A state trooper with a history of alleged brutality did nothing wrong when he twice pepper-sprayed a protest leader and set loose a police canine that ended up attacking three cops in a crowd — but the state police can still learn from the incident — an internal review concludes.
The state police conducted the “after-action review” of their handling of a Feb. 4 anti-Donald Trump protest in downtown New Haven. The police Thursday released a redacted version of the 18-page report to the Independent in response to a Connecticut Freedom of Information Act request.
The report clears troopers involved of any wrongdoing, despite an admitted “accidental” discharge of spray and the dog attacks.

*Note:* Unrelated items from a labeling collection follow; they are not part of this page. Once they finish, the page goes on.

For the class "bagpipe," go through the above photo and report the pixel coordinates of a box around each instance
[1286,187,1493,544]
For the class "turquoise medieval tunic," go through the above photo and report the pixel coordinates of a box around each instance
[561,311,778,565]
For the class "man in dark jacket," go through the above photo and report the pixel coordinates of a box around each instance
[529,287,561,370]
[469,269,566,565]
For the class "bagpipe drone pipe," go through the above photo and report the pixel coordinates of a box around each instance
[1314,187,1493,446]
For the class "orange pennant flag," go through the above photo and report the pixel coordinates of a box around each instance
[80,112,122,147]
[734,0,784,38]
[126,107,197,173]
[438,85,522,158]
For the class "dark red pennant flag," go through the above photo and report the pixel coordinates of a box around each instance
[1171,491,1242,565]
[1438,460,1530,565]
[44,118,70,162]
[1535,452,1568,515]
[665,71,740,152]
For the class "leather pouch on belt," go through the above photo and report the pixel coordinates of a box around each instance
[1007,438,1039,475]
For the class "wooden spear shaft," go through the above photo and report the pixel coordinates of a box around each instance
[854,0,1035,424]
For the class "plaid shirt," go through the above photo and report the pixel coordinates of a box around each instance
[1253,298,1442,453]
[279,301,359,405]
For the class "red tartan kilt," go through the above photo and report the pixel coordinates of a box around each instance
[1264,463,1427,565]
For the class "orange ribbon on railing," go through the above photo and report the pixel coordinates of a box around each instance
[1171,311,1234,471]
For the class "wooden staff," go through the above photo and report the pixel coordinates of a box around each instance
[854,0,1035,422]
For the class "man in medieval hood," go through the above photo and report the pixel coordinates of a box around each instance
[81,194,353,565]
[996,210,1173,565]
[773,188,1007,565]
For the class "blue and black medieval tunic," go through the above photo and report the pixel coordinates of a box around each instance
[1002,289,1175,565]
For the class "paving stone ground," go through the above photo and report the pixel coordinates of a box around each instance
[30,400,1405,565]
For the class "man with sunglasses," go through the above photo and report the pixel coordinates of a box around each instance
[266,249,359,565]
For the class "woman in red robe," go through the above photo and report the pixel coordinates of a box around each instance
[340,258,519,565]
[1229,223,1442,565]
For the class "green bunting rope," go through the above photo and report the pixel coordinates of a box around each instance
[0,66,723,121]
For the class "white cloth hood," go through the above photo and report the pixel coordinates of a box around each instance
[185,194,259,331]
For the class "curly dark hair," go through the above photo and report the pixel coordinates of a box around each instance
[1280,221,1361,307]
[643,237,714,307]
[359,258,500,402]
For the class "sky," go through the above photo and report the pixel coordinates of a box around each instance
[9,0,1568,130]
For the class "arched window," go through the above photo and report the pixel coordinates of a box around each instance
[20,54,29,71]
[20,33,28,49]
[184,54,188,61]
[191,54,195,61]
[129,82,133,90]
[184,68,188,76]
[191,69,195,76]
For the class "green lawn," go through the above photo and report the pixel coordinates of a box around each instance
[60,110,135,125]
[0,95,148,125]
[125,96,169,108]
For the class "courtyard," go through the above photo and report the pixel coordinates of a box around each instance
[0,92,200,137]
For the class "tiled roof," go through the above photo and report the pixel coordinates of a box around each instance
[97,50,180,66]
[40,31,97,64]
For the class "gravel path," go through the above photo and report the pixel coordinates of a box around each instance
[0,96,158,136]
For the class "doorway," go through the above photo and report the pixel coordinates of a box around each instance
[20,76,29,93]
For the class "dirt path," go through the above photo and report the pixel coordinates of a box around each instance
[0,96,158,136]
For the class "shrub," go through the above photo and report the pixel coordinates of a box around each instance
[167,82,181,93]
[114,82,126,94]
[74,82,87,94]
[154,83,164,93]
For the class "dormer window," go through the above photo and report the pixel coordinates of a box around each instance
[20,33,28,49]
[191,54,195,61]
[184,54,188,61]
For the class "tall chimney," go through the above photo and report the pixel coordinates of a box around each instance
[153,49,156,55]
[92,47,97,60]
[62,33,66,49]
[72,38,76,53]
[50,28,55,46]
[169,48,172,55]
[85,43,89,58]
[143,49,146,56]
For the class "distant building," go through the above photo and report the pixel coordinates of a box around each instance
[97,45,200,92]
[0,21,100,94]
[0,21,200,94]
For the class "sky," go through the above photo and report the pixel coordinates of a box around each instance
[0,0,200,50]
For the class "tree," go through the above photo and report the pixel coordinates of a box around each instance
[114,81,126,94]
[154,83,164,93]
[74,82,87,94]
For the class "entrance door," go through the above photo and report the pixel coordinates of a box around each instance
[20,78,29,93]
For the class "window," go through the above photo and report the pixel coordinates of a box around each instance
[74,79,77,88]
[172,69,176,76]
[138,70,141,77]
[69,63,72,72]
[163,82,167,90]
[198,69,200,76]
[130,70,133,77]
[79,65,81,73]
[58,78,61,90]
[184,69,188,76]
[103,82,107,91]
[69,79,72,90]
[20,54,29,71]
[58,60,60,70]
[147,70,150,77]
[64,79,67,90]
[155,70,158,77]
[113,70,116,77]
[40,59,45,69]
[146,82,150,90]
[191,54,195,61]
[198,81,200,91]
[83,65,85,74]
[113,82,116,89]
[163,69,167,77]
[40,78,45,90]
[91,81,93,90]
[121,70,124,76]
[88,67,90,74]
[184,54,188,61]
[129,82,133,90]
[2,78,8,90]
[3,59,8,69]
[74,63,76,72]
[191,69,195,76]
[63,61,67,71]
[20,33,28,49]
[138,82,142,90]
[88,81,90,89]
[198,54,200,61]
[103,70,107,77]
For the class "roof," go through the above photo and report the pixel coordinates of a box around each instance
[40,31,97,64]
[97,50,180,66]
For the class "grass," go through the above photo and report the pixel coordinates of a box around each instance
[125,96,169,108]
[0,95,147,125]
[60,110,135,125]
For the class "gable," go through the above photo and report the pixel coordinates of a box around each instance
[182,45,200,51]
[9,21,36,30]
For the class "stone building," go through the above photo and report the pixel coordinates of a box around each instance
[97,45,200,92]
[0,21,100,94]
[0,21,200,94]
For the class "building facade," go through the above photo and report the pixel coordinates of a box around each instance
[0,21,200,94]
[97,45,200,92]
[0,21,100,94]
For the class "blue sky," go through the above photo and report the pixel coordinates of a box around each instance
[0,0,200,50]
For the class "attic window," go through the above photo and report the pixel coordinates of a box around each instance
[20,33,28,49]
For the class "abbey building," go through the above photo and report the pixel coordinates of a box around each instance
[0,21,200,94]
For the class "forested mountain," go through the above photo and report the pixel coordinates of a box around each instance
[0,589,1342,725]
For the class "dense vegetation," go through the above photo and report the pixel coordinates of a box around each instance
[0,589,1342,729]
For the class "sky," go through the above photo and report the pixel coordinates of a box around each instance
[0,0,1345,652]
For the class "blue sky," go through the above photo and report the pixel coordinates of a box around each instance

It takes a fleeting shot at New Haven police, and concludes with recommendations for training in light of lessons learned from the incident.
The report also explains for the first time how a state police dog ended up attacking cops in the midst of a scene that got out of hand. The report’s recommendations include planned upcoming in-service training for police dog handlers in how to “minimize inadvertent bites” and a debriefing with New Haven cops about how to work together at future protests.
Patricia Kane, attorney for two men arrested at the Feb. 4 protest, criticized the notion of clearing the officers. She described the event as a “police riot.”
“Clearly, when people are pepper-sprayed, when people are injured and have to be taken to the hospital, when a dog bites other officers, and their conclusion was it was properly done — it’s just illogical and ridiculous,” Kane said Friday.
During the Feb. 4 protest, some 100 marchers went from City Hall during the protest down to the Route 34 Connector, where they blocked traffic.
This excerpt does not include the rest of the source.